Coiera Enrico, Choong Miew Keen, Tsafnat Guy, Hibbert Peter, Runciman William B
Centre for Health Informatics, Australian Institute of Health Innovation, Faculty of Medicine and Health Science, Macquarie University, Sydney, Australia.
Centre for Population Health Research, University of South Australia, Adelaide, South Australia.
Int J Qual Health Care. 2017 Aug 1;29(4):571-578. doi: 10.1093/intqhc/mzx076.
Quality improvement of health care requires robust measurable indicators to track performance. However identifying which indicators are supported by strong clinical evidence, typically from clinical trials, is often laborious. This study tests a novel method for automatically linking indicators to clinical trial registrations.
A set of 522 quality of care indicators for 22 common conditions drawn from the CareTrack study were automatically mapped to outcome measures reported in 13 971 trials from ClinicalTrials.gov.
Text mining methods extracted phrases mentioning indicators and outcome phrases, and these were compared using the Levenshtein edit distance ratio to measure similarity.
Number of care indicators that mapped to outcome measures in clinical trials.
While only 13% of the 522 CareTrack indicators were thought to have Level I or II evidence behind them, 353 (68%) could be directly linked to randomized controlled trials. Within these 522, 50 of 70 (71%) Level I and II evidence-based indicators, and 268 of 370 (72%) Level V (consensus-based) indicators could be linked to evidence.
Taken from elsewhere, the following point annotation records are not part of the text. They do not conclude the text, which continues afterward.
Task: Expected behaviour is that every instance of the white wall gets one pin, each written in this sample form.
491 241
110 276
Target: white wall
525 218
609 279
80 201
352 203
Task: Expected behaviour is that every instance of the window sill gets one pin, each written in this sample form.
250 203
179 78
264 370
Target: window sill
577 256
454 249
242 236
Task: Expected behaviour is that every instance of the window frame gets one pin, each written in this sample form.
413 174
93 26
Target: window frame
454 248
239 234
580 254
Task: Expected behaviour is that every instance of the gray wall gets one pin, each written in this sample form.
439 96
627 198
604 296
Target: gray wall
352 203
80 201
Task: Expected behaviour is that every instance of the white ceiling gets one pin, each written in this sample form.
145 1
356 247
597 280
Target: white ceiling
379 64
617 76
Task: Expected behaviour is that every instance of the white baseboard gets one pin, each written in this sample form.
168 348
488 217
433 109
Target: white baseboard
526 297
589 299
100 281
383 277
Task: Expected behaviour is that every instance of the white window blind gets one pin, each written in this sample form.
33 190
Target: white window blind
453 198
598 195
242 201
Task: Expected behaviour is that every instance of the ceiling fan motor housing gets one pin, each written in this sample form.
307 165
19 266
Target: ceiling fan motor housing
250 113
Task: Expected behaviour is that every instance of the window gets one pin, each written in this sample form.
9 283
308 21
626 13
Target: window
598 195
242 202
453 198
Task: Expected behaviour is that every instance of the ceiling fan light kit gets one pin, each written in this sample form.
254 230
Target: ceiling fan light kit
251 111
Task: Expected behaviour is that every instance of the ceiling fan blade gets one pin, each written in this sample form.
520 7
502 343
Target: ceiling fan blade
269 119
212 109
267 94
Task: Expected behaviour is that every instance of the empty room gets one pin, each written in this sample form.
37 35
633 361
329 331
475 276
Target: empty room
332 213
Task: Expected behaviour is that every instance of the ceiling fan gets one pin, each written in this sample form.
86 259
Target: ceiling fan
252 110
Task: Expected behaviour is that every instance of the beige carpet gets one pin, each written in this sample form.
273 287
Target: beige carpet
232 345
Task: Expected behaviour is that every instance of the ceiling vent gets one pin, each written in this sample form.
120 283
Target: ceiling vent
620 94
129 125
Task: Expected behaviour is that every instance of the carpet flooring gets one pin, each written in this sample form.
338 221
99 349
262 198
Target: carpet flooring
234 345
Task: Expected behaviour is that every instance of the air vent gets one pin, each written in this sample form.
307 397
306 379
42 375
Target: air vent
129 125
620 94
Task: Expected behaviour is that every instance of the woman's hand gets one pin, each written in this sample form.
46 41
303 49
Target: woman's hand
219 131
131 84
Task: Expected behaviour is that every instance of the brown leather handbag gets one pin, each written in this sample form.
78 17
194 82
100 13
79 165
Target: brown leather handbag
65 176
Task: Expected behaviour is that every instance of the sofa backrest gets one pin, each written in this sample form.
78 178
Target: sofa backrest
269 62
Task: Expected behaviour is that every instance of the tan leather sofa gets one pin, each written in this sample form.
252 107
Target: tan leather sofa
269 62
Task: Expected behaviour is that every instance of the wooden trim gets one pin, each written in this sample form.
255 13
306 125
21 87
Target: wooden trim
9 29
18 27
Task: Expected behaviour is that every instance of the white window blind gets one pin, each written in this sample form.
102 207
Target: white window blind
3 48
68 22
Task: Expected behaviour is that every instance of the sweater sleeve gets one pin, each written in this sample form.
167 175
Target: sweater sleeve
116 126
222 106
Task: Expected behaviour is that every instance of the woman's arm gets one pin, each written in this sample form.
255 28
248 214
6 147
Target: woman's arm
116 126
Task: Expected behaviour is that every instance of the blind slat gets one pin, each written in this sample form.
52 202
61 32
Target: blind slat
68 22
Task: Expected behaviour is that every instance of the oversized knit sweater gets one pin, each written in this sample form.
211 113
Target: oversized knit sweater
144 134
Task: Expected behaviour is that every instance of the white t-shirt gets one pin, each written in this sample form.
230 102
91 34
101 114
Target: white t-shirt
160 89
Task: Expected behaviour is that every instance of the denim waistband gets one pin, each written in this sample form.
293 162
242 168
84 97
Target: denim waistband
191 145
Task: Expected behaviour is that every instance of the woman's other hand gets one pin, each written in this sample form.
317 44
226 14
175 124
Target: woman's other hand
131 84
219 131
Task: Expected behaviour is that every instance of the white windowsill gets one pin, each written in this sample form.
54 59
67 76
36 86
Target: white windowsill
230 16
Of the indicators known to have evidence behind them, only 5.7% (4 of 70) were mentioned in the trial reports but were missed by our method.
We automatically linked indicators to clinical trial registrations with high precision. Whilst the majority of quality indicators studied could be directly linked to research evidence, a small portion could not and these require closer scrutiny. It is feasible to support the process of indicator development using automated methods to identify research evidence.
医疗保健质量的提升需要强有力的可衡量指标来追踪绩效。然而,确定哪些指标有强有力的临床证据支持,通常来自临床试验,往往很费力。本研究测试了一种将指标自动与临床试验注册相链接的新方法。
从CareTrack研究中提取的针对22种常见病症的522项护理质量指标被自动映射到ClinicalTrials.gov上13971项试验中报告的结局指标。
文本挖掘方法提取提及指标的短语和结局短语,并使用莱文斯坦编辑距离比率对其进行比较以衡量相似性。
映射到临床试验结局指标的护理指标数量。
虽然522项CareTrack指标中只有13%被认为有I级或II级证据支持,但353项(68%)可以直接与随机对照试验相链接。在这522项指标中,70项I级和II级循证指标中的50项(71%),以及370项V级(基于共识)指标中的268项(72%)可以与证据相链接。在已知有证据支持的指标中,只有5.7%(70项中的4项)在试验报告中被提及,但被我们的方法遗漏了。
我们以高精度自动将指标与临床试验注册相链接。虽然所研究的大多数质量指标可以直接与研究证据相链接,但一小部分不能,这些需要更仔细的审查。使用自动化方法识别研究证据来支持指标开发过程是可行的。